Disclosure Obligations

The Policy clarifies the meaning of "client" for reporting purposes as "the party with whom the contractual arrangement to provide advisory services exists." For an adviser to an investment fund, the client would generally be considered to be the fund. The Policy states that if the adviser is also the trustee or manager of the fund, or affiliated with the trustee or manager, the adviser should consider whether its relationship with the fund presents a conflict of interest under National Instrument 81-107 Independent Review Committee for Investment Funds, and whether disclosure should be made to the Independent Review Committee.

The CSA has increased the scope of the narrative disclosure required, while decreasing the scope of quantitative disclosure. Under the Instrument, the required narrative disclosure includes: (i) a description of the process for, and factors considered in, selecting dealers to effect securities transactions; (ii) a description of the nature of arrangements entered into; (iii) the names of dealers and third parties that provided goods and services other than order execution, and the types of goods and services provided, separately identifying each affiliated entity and the types of goods and services provided by each affiliated entity; (iv) the procedures for ensuring that over time all clients whose brokerage commissions were used as payment for goods and services have received reasonable benefit from such usage; and (v) the methods by which the overall reasonableness of commissions in relation to the order execution services or research services is determined.

The current draft of the Instrument, however, is more limited in its quantitative disclosure requirements, requiring (i) the disclosure of the total client brokerage commission paid by the client during the reporting period, and (ii) disclosure on an aggregated basis, where the level of aggregation has been determined by the adviser, of the total client brokerage commissions paid, along with a reasonable estimate of the portion of those aggregated commissions that represent the amounts paid, or accumulated to pay for, goods and services other than order execution.
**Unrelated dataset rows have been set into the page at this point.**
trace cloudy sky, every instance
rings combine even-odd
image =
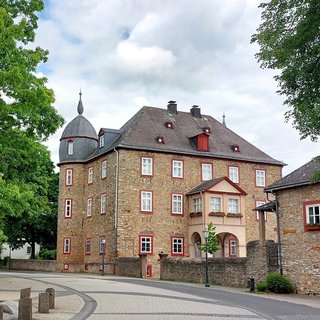
[[[142,106],[194,104],[275,159],[287,174],[318,155],[285,123],[274,73],[259,68],[250,37],[258,0],[47,0],[37,45],[40,67],[70,121],[82,90],[84,116],[97,131],[120,128]],[[58,162],[62,129],[48,141]]]

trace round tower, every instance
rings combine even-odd
[[[82,115],[83,104],[78,103],[78,115],[65,127],[59,147],[60,164],[83,162],[98,148],[98,136],[92,124]]]
[[[65,127],[59,148],[59,203],[57,231],[57,260],[65,271],[81,271],[84,266],[83,219],[87,205],[87,161],[98,149],[98,137],[92,124],[78,115]]]

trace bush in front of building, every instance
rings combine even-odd
[[[278,272],[268,274],[265,281],[257,283],[256,288],[260,292],[292,293],[294,291],[289,279]]]

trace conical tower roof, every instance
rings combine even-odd
[[[60,163],[82,162],[96,150],[98,136],[93,125],[82,114],[84,111],[80,92],[78,115],[71,120],[63,130],[60,139]],[[68,144],[72,143],[72,153],[68,151]]]

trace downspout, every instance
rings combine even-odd
[[[115,228],[115,249],[116,257],[118,256],[118,226],[119,226],[119,152],[116,148],[113,148],[113,151],[116,153],[116,194],[115,194],[115,208],[114,208],[114,228]]]
[[[278,235],[278,250],[279,250],[279,271],[280,271],[280,274],[283,275],[279,205],[278,205],[277,193],[275,193],[274,191],[271,191],[271,193],[275,197],[276,210],[275,211],[272,210],[272,211],[276,214],[276,218],[277,218],[277,235]],[[269,192],[267,192],[267,199],[268,199],[268,194],[269,194]]]

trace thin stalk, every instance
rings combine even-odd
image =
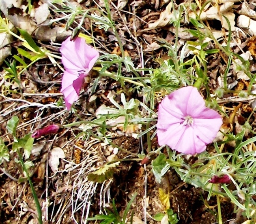
[[[136,85],[137,85],[140,87],[145,87],[144,85],[142,83],[141,83],[140,82],[136,82],[136,81],[133,81],[133,80],[130,79],[129,78],[123,78],[123,76],[118,76],[117,75],[116,75],[115,74],[112,74],[112,73],[108,71],[105,71],[104,73],[100,73],[100,75],[101,76],[105,76],[110,77],[110,78],[113,78],[113,76],[114,77],[115,77],[117,78],[122,78],[124,81],[125,81],[126,82],[130,82],[130,83],[132,83],[133,84],[135,84]],[[140,81],[141,82],[141,80],[140,80],[140,78],[141,78],[141,77],[138,77],[138,78],[140,79]],[[146,83],[145,83],[145,85],[146,85]],[[146,87],[148,87],[148,86],[146,86]]]
[[[149,118],[151,118],[152,114],[149,113],[148,116]],[[148,121],[146,125],[146,129],[148,129],[150,127],[150,123],[151,121]],[[150,131],[148,131],[146,133],[147,136],[147,143],[148,144],[148,153],[151,151],[151,138],[150,137]]]
[[[23,160],[22,159],[22,154],[20,153],[20,152],[19,152],[19,150],[18,149],[17,149],[17,153],[18,153],[18,155],[19,155],[19,160],[20,160],[22,165],[22,167],[24,169],[24,171],[25,171],[25,172],[27,175],[29,185],[30,185],[30,188],[31,188],[31,191],[32,192],[33,197],[34,198],[34,200],[36,205],[37,205],[37,210],[38,215],[37,218],[38,219],[38,222],[39,222],[40,224],[43,224],[43,219],[42,218],[42,209],[41,209],[41,207],[40,206],[40,203],[39,203],[39,200],[38,200],[38,197],[37,197],[37,193],[35,190],[34,190],[34,186],[33,186],[33,183],[32,183],[31,180],[29,177],[29,173],[28,173],[28,170],[26,167],[25,163],[24,163],[24,162],[23,161]]]
[[[219,197],[217,194],[216,196],[217,198],[217,205],[218,207],[218,220],[219,224],[222,224],[222,210],[219,201]]]
[[[93,133],[93,132],[92,132],[91,131],[90,131],[90,133],[94,137],[95,137],[96,138],[97,138],[98,139],[100,139],[101,141],[102,141],[102,139],[101,139],[101,137],[100,137],[98,136],[97,135],[95,135],[94,133]],[[114,143],[113,143],[113,142],[109,142],[108,143],[109,143],[109,144],[110,145],[111,145],[111,146],[113,146],[114,147],[117,148],[120,151],[122,151],[122,152],[125,152],[125,153],[127,153],[128,154],[130,154],[130,155],[133,155],[133,156],[134,156],[137,157],[138,156],[137,154],[136,154],[135,153],[133,153],[133,152],[129,152],[129,151],[127,151],[127,150],[124,149],[123,148],[121,148],[119,146],[117,145],[116,145]]]

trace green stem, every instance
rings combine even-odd
[[[217,198],[217,205],[218,207],[218,220],[219,224],[222,224],[222,210],[220,206],[220,202],[219,201],[219,195],[216,196]]]
[[[33,197],[34,198],[34,200],[36,205],[37,205],[37,213],[38,215],[38,217],[37,217],[38,221],[39,222],[40,224],[43,224],[43,219],[42,218],[42,209],[40,206],[40,204],[39,202],[39,200],[38,200],[38,197],[37,197],[37,193],[36,192],[36,191],[35,190],[34,186],[33,186],[33,183],[32,183],[31,180],[29,177],[29,173],[28,173],[28,170],[26,167],[26,165],[25,165],[25,163],[24,163],[24,162],[23,162],[23,160],[22,159],[22,154],[20,153],[20,152],[19,152],[19,150],[18,149],[17,149],[17,153],[18,153],[18,155],[19,155],[19,159],[20,160],[20,162],[22,163],[22,165],[23,169],[24,169],[24,171],[25,171],[25,172],[27,175],[29,185],[30,185],[30,188],[31,188],[31,191],[32,192]]]
[[[102,141],[102,139],[101,139],[101,137],[98,136],[97,135],[95,135],[94,133],[93,133],[93,132],[92,132],[91,131],[90,131],[90,134],[92,136],[93,136],[94,137],[97,138],[98,139],[100,139],[101,141]],[[136,156],[136,157],[138,156],[138,155],[137,154],[135,153],[133,153],[133,152],[129,152],[129,151],[127,151],[127,150],[124,149],[123,148],[121,148],[119,146],[117,145],[116,145],[114,143],[113,143],[113,142],[109,142],[108,143],[109,143],[110,145],[111,145],[111,146],[117,148],[120,151],[122,151],[122,152],[125,152],[126,153],[127,153],[128,154],[130,154],[130,155],[132,155],[134,156]]]
[[[152,114],[149,113],[149,118],[151,118]],[[150,127],[150,123],[151,121],[148,121],[146,125],[146,129]],[[150,136],[150,131],[148,131],[146,134],[147,143],[148,144],[148,153],[151,151],[151,138]]]

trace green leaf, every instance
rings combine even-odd
[[[114,173],[114,168],[120,163],[120,162],[116,162],[112,164],[105,165],[103,167],[89,173],[88,176],[88,180],[100,184],[103,183],[105,180],[113,177]]]
[[[190,18],[190,22],[196,27],[198,27],[202,29],[204,28],[204,26],[194,19]]]
[[[18,29],[18,30],[19,31],[20,34],[22,34],[22,36],[27,41],[28,43],[32,48],[37,52],[41,52],[40,49],[37,45],[36,42],[34,41],[34,40],[32,39],[31,36],[28,34],[28,32],[22,29]]]
[[[195,41],[187,41],[187,43],[188,44],[192,46],[200,46],[200,44],[198,42],[196,42]]]
[[[31,137],[31,134],[26,135],[24,138],[17,139],[17,142],[13,145],[13,149],[16,150],[22,148],[24,149],[24,154],[25,159],[27,159],[30,156],[31,150],[33,148],[34,139]]]
[[[207,55],[210,54],[215,54],[215,53],[217,53],[219,51],[219,50],[218,49],[212,49],[211,50],[207,50],[204,52]]]
[[[159,191],[159,199],[160,201],[165,207],[166,209],[170,209],[171,205],[170,203],[169,193],[166,194],[164,191],[161,188],[158,189]]]
[[[8,149],[3,139],[0,137],[0,164],[2,163],[4,159],[8,162],[9,158]]]
[[[21,48],[18,48],[18,52],[23,57],[26,57],[29,59],[30,59],[33,57],[33,55],[28,52],[28,51],[26,51]]]
[[[153,218],[154,220],[158,222],[160,222],[163,218],[163,216],[164,216],[165,215],[165,214],[164,214],[163,213],[158,213],[155,216],[154,216]]]
[[[7,121],[6,128],[8,132],[13,136],[16,136],[16,129],[19,123],[19,118],[17,116],[13,116]]]
[[[161,178],[170,167],[166,161],[166,156],[163,153],[159,153],[158,156],[152,161],[152,172],[158,183],[161,182]]]
[[[172,209],[167,209],[166,213],[168,216],[168,220],[170,224],[176,224],[178,223],[179,220],[177,218],[177,215],[173,213]]]
[[[190,33],[193,36],[196,37],[199,37],[201,35],[201,34],[197,30],[188,30],[187,31]]]
[[[27,67],[27,64],[26,64],[25,62],[18,55],[13,55],[13,57],[16,61],[17,61],[22,65],[25,68]]]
The Policy states that the appropriate level of aggregation should be considered in order to provide a client with sufficient information regarding the use of client brokerage commissions. By way of example, for advisers that offer only private managed accounts, disclosure may be aggregated at the firm level, for others the disclosure may be aggregated by account type. More "granular disaggregation" can be provided in situations the adviser deems appropriate, such as in the case of a mutual fund, where it may be appropriate to disaggregate to the level of the particular mutual fund rather than across all funds. The CSA believes all advisers should also include firm-wide disclosure. The intention is to provide advisers with the flexibility to base their determination of the appropriate level of aggregation on their business structure and client needs. This should relieve advisers of some of the expected burden that would have been imposed by the 2006 Instrument and Policy.

Transition Period

In response to concerns regarding the lack of a transition period, the CSA has proposed a six month transition from the effective date of the Instrument and Policy.


Comments to the Instrument and Policy are requested by April 10, 2008. The CSA has also published in its corresponding notice a list of four questions for specific comment, addressing the following: the potential difficulties caused by the proposed temporal standard and its lack of consistency with US requirements, the requirement that the estimate of the aggregated commissions be split between order execution and other goods and services, the possibility of allowing advisers the option of following the disclosure requirements of another jurisdiction with similar requirements, instead of those proposed in the Instrument and Policy, and the length of the transition period. While no implementation date has been proposed, even assuming the CSA avoids publishing further amendments, we expect the Instrument and Policy would likely not be in full force until early 2009.

The content of this article is intended to provide a general guide to the subject matter. Specialist advice should be sought about your specific circumstances.